A “Pizza Justice” & Food At The Supreme Court

Food & Drink

In a speech last week, Justice Brett Kavanaugh remarked that he and his colleagues at the U.S. Supreme Court eat a lot of lunches together. It is a tradition that the most junior justice at the court is tasked with serving on the committee that supervises the Court’s cafeteria, and while the role is less than coveted, food also has a way of bringing the justices closer together.

In his November 14th speech, Justice Kavanaugh noted that when he joined the Court, the Court’s cafeteria was not serving pizza. Calling it an “outrage,” Justice Kavanaugh jokingly remarked that his “legacy was secure.” “It’s fine by me if I’m ever known as the pizza justice.”
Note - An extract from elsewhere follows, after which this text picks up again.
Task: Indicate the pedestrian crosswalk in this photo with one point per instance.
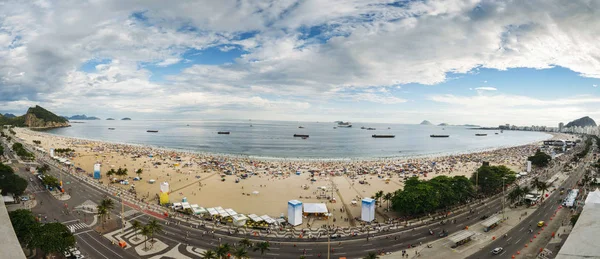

It is safe to say that most visitors to the court are not coming for the food, which ranges from sandwiches and soups to salads. Diners on Yelp labeled it “slightly above average for a cafeteria,” while visitors on TripAdvisor praised the cafeteria’s convenience rather than its fare. In 2010, the Washington Post quipped that the cafeteria’s food “should be unconstitutional.” A 2017 Wall Street Journal article was even more blunt: “Don’t Eat There.”

Justice Stephen Breyer holds the record for longest tenure on the committee, during which he was credited with expanding the salad bar. According to Justice Elena Kagan, the monthly meetings of the committee decide such weighty issues as what recipe the canteen should use for the chocolate chip cookies.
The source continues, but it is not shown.